Ils nous ont frappés au cœur, ils nous ont apporté "livre-sse" ce sont nos livres à vivre, nos livres de vie, nos livres à vie. Voyage d’été en douze étapes dans la "bouquintessence" des rédacteurs littéraires d’aVoir-aLire.
"Des livres paraissent et transforment la vie de leur auteur [...], mais aussi celle des lecteurs, parfois". Cette réflexion de Salman Rushdie me frappe par son évidence. Le dernier soupir du Maure est son pied de nez aux fanatiques, et à mon échelle, un révélation.

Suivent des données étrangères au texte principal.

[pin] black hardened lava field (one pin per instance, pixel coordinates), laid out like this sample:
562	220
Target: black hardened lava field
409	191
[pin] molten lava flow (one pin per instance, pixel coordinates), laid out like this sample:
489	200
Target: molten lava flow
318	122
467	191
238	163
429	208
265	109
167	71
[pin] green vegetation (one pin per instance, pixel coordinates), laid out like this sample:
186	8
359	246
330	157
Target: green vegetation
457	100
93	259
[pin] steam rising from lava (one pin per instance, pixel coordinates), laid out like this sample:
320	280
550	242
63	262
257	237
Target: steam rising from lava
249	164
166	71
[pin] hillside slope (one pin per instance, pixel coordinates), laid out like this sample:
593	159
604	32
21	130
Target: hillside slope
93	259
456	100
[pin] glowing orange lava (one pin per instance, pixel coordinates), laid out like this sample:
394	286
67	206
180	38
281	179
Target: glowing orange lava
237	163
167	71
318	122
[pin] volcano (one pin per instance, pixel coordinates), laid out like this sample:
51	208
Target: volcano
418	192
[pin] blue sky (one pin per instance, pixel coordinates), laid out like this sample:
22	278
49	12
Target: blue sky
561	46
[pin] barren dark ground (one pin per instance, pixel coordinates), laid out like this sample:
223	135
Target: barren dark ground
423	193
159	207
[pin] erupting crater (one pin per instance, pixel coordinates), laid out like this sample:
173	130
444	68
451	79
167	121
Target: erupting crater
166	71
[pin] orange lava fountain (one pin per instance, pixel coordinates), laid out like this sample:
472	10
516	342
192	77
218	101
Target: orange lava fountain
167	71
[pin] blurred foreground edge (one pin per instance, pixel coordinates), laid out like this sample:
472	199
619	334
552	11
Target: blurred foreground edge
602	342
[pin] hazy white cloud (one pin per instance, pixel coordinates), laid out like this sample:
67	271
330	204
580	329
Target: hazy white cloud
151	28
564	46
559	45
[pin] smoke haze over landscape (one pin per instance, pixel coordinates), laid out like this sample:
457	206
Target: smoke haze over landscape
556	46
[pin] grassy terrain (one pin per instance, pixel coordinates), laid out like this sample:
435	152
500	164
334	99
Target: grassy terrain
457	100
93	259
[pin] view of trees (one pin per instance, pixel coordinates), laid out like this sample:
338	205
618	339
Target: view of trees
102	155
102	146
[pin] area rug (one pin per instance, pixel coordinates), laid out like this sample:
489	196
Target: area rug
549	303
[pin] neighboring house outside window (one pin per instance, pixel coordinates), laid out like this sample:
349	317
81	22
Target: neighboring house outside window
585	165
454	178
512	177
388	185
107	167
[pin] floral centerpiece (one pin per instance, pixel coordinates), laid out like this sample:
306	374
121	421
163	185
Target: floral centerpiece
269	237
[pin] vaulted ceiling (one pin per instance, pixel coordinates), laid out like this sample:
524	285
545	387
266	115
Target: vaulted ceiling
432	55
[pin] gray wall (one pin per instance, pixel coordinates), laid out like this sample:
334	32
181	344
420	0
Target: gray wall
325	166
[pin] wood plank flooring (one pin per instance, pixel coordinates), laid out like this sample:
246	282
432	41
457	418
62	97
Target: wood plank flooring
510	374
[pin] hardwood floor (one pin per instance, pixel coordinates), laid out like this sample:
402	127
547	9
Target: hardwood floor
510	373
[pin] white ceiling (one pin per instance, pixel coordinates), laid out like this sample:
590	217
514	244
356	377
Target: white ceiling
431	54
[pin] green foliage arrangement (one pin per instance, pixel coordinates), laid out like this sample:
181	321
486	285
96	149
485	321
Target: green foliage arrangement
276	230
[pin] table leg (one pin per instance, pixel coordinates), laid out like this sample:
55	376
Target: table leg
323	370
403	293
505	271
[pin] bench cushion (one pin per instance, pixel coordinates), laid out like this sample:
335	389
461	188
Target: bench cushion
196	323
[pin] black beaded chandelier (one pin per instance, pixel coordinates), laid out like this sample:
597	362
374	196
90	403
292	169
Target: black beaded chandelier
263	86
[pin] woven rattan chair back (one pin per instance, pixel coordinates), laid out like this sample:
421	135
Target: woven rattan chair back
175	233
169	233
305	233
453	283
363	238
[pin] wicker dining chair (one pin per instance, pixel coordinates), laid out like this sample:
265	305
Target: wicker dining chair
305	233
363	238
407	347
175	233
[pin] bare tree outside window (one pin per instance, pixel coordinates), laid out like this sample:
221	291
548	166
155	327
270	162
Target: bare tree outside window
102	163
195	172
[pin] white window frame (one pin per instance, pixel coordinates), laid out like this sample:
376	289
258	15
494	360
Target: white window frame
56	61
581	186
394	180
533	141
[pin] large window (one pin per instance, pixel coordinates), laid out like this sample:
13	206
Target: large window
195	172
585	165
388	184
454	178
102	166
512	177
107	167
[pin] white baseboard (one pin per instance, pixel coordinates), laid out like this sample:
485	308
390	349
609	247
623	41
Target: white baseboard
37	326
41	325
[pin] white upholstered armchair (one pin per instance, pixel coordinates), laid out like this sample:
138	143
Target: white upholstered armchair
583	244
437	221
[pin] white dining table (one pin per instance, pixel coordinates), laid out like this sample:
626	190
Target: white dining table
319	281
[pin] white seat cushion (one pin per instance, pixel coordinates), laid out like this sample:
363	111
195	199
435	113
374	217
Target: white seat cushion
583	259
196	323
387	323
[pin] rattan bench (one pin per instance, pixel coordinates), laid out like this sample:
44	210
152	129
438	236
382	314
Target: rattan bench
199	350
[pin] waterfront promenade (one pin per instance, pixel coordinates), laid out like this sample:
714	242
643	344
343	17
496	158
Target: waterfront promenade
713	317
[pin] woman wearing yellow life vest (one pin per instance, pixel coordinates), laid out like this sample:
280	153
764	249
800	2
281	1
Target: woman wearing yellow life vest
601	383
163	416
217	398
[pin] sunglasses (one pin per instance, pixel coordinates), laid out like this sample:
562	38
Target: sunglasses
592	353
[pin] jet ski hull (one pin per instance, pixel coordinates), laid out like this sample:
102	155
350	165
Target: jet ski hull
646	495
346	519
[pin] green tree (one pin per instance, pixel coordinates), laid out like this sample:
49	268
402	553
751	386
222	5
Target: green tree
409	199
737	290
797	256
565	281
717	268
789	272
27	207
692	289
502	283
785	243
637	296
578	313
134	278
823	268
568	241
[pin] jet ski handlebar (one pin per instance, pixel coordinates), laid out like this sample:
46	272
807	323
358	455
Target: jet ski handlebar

J’ai onze ans quand Isabelle Adjani lit un passage des Versets sataniques à la remise des Césars. Je ne comprends pas tout bien sûr, le verbe de Rushdie est difficile mais l’instant est saisissant : cette émotion qui fige l’assemblée reste gravée dans ma mémoire. Je ne sais plus comment je me procure le roman : mais les premières pages sont décourageantes quand on a une douzaine d’années. J’abandonne. Le livre retourne à sa propriétaire et puis j’oublie Rushdie... Momentanément. L’émoi médiatique suscité par la fatwa retombe.
C’est le hasard qui remet Salman Rushdie sur ma route alors que je rentre à la fac : Le dernier soupir du Maure traîne sur une étagère chez des amis... Le nom sonne dans ma tête comme un défi. J’emprunte le livre : c’est le seul que je n’ai jamais rendu...
Ecrit en 1995, Le dernier soupir du Maure retrace l’histoire de la dynastie des Gama-Zogoiby. Moraes Zogoiby, le Maure, est le rassembleur des souvenirs de quatre générations d’une famille juive aux destins fascinants. Atteint d’une étrange maladie qui le fait vieillir deux fois plus vite que les autres, il entame un compte à rebours vertigineux depuis ses grands-parents forcés de quitter l’Espagne pour Cochin, au sud de l’Inde jusqu’à Aurora, la mère du narrateur, l’artiste démoniaque de Bombay. Il est impossible de rentrer davantage dans les détails de ce roman fleuve : Le dernier soupir du Maure est la densité faite livre, un roman démesuré à l’image de cette famille. Il est une incarnation de la littérature car il contient - pour reprendre les propres mots de Moraes - "des déchirures familiales, des morts prématurées, des amours contrariées, des passions folles, des poitrines faibles, du pouvoir, de l’argent, des séductions et des mystères de l’art encore plu douteux moralement..."
La profusion des mots, le rythme effréné du récit de ce narrateur à bout de souffle ont déterminé mes goûts littéraires. Le dernier soupir du Maure est la pierre angulaire de mon rapport à la littérature : le Livre comme métaphore de la vie. Une quête frénétique de sens, un goût insatiable pour l’existence malgré ses drames, une boulimie de tout connaître... que seule une écriture exubérante comme l’est celle de Salman Rushdie peut appréhender. Les mots avec lesquels Pierre Assouline concluait chacun de ses éditoriaux de la revue Lire prennent ainsi tout leur sens : "Et c’est ainsi que Rushdie est grand".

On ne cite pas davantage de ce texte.